Data from the Centers for Disease Control and Prevention (CDC) indicate that as many as a third of all births in the U.S. are performed by cesarean section (C-section). This figure reflects a sharp rise in the number of C-section births performed in recent years – and an overall 60 percent increase since 1996.
C-sections can offer important – and sometimes life-saving – benefits, but they also carry risks not present in natural births. The majority of these risks are associated with various forms of medical malpractice.
Why are So Many More Women Having C-Sections?
It used to be that C-sections were primarily reserved for situations where they were medically necessary. For example, if a mother is losing a significant amount of blood or a large baby is in the breech position, a C-section may be necessary to protect the health of both mother and child. Today, however, the rise in C-section rates is largely driven by three non-medical factors:
- The mother’s convenience. Some mothers choose to undergo C-sections for purposes of scheduling maternity leave or accommodating their work schedules.

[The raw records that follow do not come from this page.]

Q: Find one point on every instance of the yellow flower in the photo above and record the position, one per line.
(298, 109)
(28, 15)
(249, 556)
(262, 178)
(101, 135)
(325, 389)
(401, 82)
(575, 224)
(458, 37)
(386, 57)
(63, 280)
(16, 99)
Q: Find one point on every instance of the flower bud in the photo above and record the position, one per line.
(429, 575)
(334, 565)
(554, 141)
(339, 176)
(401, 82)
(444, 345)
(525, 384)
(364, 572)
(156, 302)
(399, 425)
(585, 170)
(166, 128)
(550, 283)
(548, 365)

- The doctor’s convenience. In a startling trend, more doctors are scheduling C-sections not because they are medically necessary, but because they want to plan their patients’ births around their own personal lives.
- Avoiding unanticipated events during childbirth. Some doctors also rely on C-sections in order to avoid the unanticipated events that can occur during childbirth. They often do so in order to avoid making mistakes that can lead to lawsuits for medical malpractice.

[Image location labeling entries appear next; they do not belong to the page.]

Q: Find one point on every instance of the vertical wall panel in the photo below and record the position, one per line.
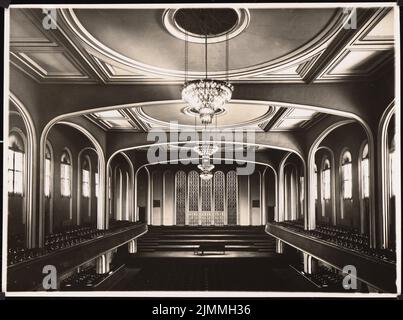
(180, 197)
(255, 201)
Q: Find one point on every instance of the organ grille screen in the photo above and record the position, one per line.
(232, 192)
(180, 192)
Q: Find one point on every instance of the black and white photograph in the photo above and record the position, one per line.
(202, 150)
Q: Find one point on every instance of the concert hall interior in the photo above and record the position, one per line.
(297, 181)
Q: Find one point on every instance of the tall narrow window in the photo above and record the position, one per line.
(85, 179)
(65, 175)
(110, 191)
(301, 188)
(127, 195)
(48, 177)
(315, 182)
(392, 167)
(15, 164)
(365, 172)
(347, 176)
(96, 184)
(326, 180)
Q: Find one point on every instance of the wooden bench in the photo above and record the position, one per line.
(202, 248)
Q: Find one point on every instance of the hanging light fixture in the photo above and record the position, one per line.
(206, 96)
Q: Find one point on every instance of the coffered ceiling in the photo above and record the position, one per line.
(137, 46)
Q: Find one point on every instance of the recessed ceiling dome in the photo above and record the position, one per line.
(202, 22)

However, due to the risks and financial costs associated with C-sections, there is a growing movement in the medical community to return to a focus on performing C-sections only when they are medically necessary. Unfortunately, even with medically-necessary C-sections, mothers and babies still face the dangers of medical malpractice.

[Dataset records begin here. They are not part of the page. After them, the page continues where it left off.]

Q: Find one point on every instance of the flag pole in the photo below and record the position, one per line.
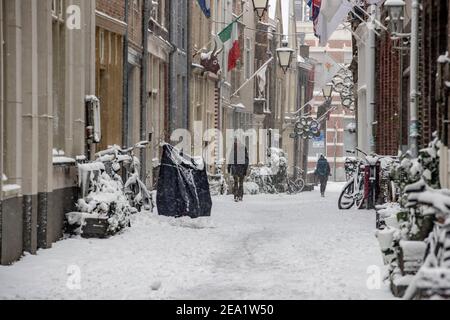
(251, 78)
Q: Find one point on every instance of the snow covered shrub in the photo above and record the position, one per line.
(411, 224)
(251, 188)
(106, 200)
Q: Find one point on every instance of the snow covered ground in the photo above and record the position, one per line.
(268, 247)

What are the Medical Malpractice Risks Associated with C-Section Births?
Doctors who make mistakes while performing C-sections may be liable for medical malpractice. Malpractice during C-section births can lead to complications such as:
Injuries to the Mother Due to C-Section Malpractice
- Lacerated bowels or other internal organs
- Blood clots
- Complications from anesthesia errors
Injuries to the Fetus or Newborn Due to C-Section Malpractice
- Brain damage
- Organ damage
- Oxygen deprivation
- Broken bones
Failure to Perform a Necessary C-Section
On the flip side, there is also a risk that a doctor will fail to perform a C-section that is medically necessary. If your doctor proceeded with a natural birth when you should have had a C-section, this too can give rise to a claim for medical malpractice.